Das Zitat aus einem Moscheebesuch der achten Klasse des Gymnasiums St. Ursula Dorsten weckt die Hoffnung, dass der Moscheebesuch zu einer kritischen Reflexion des Islam angeregt hat.

Auch der Bericht der siebten Klasse der Albert-Einstein-Schule beschäftigt sich mit der Rolle der Frau im Islam und zeigt unverhohlenes Unverständnis.

"Was ich beim Moscheebesuch interessant fand, war die Erzählung zum Frauenrecht. Fatima hat gesagt, dass Frauen immer hinten oder im oberen Stock sitzen, weil ihre Rückenansicht sexy ist (ich habe es so verstanden). Ich finde, dass es unfair ist. Selber Schuld [sic], wenn die Männer es unbequem finden. Warum müssen die Frauen immer irgendwie in die Ecke, ganz nach hinten oder sich oben verstecken? Wegen eines solchen Grundes?"

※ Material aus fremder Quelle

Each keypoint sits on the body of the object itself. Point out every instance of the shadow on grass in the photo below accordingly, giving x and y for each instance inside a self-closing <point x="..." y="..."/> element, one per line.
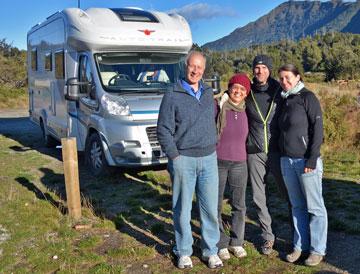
<point x="41" y="195"/>
<point x="143" y="210"/>
<point x="29" y="135"/>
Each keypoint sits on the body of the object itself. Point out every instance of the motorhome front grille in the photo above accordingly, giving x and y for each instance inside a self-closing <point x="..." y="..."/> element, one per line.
<point x="151" y="133"/>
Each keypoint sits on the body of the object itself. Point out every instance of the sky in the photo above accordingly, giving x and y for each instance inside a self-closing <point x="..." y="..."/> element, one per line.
<point x="209" y="20"/>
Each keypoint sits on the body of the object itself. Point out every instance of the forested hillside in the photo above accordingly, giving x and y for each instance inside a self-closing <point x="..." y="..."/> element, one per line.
<point x="293" y="20"/>
<point x="332" y="56"/>
<point x="13" y="79"/>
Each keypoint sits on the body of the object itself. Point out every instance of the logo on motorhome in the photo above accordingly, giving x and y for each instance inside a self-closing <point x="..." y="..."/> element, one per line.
<point x="146" y="31"/>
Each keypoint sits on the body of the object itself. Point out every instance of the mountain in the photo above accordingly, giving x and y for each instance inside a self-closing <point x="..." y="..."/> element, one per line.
<point x="293" y="20"/>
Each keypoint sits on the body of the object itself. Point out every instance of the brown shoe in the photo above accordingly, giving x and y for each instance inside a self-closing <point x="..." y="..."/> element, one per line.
<point x="293" y="256"/>
<point x="267" y="247"/>
<point x="314" y="259"/>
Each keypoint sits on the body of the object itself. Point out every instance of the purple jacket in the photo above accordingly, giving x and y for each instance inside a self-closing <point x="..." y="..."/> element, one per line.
<point x="232" y="143"/>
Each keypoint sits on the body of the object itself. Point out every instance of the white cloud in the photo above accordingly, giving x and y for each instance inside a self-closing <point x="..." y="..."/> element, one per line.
<point x="196" y="11"/>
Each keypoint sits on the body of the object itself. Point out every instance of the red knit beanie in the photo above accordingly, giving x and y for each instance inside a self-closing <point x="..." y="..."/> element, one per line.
<point x="242" y="79"/>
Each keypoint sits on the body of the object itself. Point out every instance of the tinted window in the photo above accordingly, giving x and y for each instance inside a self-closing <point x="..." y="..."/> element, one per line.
<point x="34" y="59"/>
<point x="59" y="65"/>
<point x="48" y="61"/>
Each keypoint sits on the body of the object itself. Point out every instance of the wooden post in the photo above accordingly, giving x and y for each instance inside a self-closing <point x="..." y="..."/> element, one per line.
<point x="71" y="173"/>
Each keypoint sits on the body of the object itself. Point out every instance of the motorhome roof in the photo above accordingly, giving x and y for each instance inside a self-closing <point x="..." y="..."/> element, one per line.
<point x="132" y="29"/>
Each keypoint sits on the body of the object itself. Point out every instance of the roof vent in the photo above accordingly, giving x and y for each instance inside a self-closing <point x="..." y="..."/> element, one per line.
<point x="135" y="15"/>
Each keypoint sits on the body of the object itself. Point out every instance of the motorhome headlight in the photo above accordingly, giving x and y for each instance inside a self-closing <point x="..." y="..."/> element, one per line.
<point x="115" y="105"/>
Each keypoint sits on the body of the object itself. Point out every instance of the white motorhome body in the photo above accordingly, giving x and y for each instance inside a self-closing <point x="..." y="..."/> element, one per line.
<point x="118" y="63"/>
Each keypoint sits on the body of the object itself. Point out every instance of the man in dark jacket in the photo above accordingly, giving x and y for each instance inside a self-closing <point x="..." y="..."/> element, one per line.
<point x="262" y="108"/>
<point x="187" y="134"/>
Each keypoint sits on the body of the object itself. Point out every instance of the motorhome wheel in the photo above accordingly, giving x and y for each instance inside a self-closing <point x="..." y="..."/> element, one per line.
<point x="95" y="156"/>
<point x="48" y="140"/>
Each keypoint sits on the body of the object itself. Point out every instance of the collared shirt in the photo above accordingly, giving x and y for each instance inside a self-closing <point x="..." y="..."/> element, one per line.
<point x="191" y="91"/>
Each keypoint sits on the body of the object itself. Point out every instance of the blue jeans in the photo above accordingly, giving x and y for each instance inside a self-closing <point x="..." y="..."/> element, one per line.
<point x="198" y="175"/>
<point x="308" y="207"/>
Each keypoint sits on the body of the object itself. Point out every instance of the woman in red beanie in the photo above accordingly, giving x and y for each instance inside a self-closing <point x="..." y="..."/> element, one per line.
<point x="232" y="126"/>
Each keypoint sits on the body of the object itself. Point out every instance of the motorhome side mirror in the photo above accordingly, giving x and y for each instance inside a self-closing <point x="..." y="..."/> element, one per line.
<point x="73" y="89"/>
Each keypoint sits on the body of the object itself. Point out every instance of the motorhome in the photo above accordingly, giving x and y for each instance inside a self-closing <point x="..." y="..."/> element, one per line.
<point x="99" y="75"/>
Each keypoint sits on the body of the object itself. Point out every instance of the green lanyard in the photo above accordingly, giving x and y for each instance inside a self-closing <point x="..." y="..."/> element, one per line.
<point x="266" y="145"/>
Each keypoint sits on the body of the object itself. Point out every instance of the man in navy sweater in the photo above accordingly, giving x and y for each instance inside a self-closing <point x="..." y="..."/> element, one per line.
<point x="187" y="134"/>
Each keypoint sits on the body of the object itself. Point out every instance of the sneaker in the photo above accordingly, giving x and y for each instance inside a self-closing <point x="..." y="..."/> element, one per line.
<point x="213" y="261"/>
<point x="313" y="260"/>
<point x="293" y="256"/>
<point x="224" y="254"/>
<point x="238" y="251"/>
<point x="184" y="262"/>
<point x="267" y="247"/>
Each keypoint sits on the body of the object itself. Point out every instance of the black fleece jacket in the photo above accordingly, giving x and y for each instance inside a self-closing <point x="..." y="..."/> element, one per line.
<point x="263" y="136"/>
<point x="301" y="127"/>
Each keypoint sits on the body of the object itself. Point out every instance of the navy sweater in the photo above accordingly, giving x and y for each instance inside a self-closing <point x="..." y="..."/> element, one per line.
<point x="185" y="125"/>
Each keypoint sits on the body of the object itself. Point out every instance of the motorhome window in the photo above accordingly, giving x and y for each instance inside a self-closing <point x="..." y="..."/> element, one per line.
<point x="133" y="15"/>
<point x="59" y="65"/>
<point x="85" y="74"/>
<point x="48" y="61"/>
<point x="139" y="71"/>
<point x="34" y="59"/>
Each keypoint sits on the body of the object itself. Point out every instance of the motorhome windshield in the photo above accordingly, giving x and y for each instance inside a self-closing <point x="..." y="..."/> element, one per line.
<point x="139" y="71"/>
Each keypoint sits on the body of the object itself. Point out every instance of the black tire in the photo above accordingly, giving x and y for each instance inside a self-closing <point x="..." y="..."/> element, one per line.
<point x="95" y="157"/>
<point x="48" y="140"/>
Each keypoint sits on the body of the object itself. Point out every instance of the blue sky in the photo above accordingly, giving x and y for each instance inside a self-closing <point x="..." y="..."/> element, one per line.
<point x="209" y="20"/>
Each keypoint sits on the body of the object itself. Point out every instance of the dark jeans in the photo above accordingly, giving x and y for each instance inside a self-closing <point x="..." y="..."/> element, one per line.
<point x="235" y="174"/>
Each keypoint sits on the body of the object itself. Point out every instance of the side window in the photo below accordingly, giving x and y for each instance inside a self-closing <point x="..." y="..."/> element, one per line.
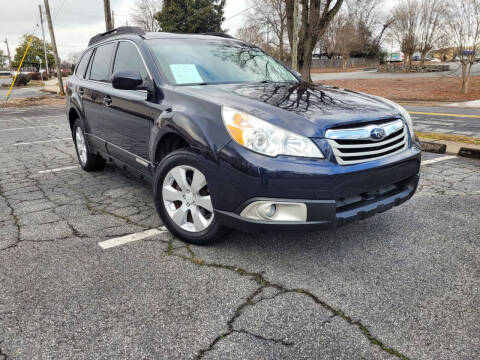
<point x="82" y="65"/>
<point x="128" y="58"/>
<point x="101" y="63"/>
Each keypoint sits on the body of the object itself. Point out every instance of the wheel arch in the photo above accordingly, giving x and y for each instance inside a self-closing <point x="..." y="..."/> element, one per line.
<point x="174" y="131"/>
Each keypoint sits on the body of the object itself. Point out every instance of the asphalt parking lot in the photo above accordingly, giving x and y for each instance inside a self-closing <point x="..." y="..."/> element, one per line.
<point x="403" y="284"/>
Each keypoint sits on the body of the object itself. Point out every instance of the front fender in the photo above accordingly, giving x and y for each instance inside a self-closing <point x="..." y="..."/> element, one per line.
<point x="193" y="131"/>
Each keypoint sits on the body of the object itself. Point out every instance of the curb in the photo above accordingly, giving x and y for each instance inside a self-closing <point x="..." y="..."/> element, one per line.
<point x="452" y="148"/>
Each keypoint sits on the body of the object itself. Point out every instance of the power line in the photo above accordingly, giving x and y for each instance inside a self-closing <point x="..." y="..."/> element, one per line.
<point x="59" y="9"/>
<point x="241" y="12"/>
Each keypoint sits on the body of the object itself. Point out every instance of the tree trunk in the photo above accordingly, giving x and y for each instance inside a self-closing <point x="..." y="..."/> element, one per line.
<point x="466" y="71"/>
<point x="423" y="59"/>
<point x="281" y="45"/>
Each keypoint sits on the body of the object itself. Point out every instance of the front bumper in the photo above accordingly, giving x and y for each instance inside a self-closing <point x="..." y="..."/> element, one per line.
<point x="324" y="214"/>
<point x="240" y="177"/>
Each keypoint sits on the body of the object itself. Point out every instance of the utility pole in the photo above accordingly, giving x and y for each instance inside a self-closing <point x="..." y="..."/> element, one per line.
<point x="295" y="36"/>
<point x="8" y="54"/>
<point x="108" y="15"/>
<point x="54" y="44"/>
<point x="44" y="43"/>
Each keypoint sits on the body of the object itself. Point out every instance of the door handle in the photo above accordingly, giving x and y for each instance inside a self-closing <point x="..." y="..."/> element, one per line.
<point x="107" y="100"/>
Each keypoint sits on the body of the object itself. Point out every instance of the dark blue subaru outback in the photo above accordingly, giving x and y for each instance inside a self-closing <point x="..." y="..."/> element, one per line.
<point x="230" y="138"/>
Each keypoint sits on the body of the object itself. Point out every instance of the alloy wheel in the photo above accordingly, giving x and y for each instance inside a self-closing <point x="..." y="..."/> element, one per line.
<point x="187" y="199"/>
<point x="81" y="146"/>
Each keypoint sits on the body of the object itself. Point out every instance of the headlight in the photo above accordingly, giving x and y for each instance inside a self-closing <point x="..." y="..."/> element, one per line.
<point x="408" y="119"/>
<point x="403" y="112"/>
<point x="262" y="137"/>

Solche kritischen Berichte sind eher die Ausnahme. Oft wird nur oberflächlich berichtet und das Essen auf dem Ausflug ist mindestens so wichtig wie existenzielle religiöse Fragen. Daran ist per se auch nichts auszusetzen. Ein Ausflug soll den Klassenzusammenhalt außerhalb des Unterrichts stärken und die jungen Autorinnen und Autoren verfassen die Texte in ihrer Freizeit.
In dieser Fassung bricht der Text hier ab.